Daniele Nouy, the chairwoman of the Single Supervisory Mechanism - the European Central Bank’s bank-supervisory arm - said Greek banks are demonstrating significant resilience, in a show of confidence in the country's banks which have been hurt by fleeing deposits and political challenges in recent months.

SSM is closely monitoring their liquidity and solvency positions.

“These banks have gone through important restructuring, important recapitalizations and a redefinition of their business models,” Ms. Nouy said. Although the lenders are going through a tough period, “they have never been better equipped to go through this kind of stressful situation,” she added.

The lack of a deal between Greece's leftist government and its creditors has given rise to prolonged uncertainty over the country’s economic future, spooking investors and depositors. A sluggish economy is also likely to boost the percentage of nonperforming loans - those for which debtors have failed to make payments for more than 90 days.

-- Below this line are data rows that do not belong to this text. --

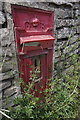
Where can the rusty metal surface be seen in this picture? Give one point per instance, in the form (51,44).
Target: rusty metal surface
(34,44)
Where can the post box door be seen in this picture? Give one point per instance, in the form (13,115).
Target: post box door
(36,72)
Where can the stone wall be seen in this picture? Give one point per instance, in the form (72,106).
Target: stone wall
(66,15)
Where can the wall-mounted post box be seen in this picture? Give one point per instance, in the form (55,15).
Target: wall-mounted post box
(34,44)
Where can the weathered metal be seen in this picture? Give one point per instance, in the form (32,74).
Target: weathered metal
(34,44)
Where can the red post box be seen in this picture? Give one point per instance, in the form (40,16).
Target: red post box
(34,44)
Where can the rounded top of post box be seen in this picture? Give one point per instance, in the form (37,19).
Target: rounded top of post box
(35,22)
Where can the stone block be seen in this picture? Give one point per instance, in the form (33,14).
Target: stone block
(63,33)
(8,65)
(10,91)
(2,18)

The Bank of Greece indicated that in March total deposits of households and businesses fell to €138.6 billion, their lowest level in 10 years. While the outflow hampered in March, Greeks have pulled some €26 billion from the banking system over the last four months, fearing currency changes or capital controls.

Ms. Nouy reiterated criticism of the so-called zero-risk weighting - rules that let banks hold little or no capital against their holdings of government bonds.

Government bondholdings have been treated as risk-free for capital purposes because of the historically low odds of a government default - an assumption that was badly shaken during the continent’s recent debt crisis. But, aided in part by such generous treatment, European banks have been among the biggest buyers of their governments’ bonds, meaning that any change in the zero-risk policy would mean bigger capital charges for them.

But Ms. Nouy insisted that nonzero risks should be assigned to sovereign exposures, something she said authorities in some countries are already discreetly asking their banks to do. The countries were not named.

Weak profitability of banks and the level of nonperforming loans were the main sources of risk faced by the euro zone's financial system, she said, with the latter being too high in the eurozone countries after a comprehensive health-check of the region’s largest banks completed in October. The SSM is putting a big focus on the banks’ governance, she noted.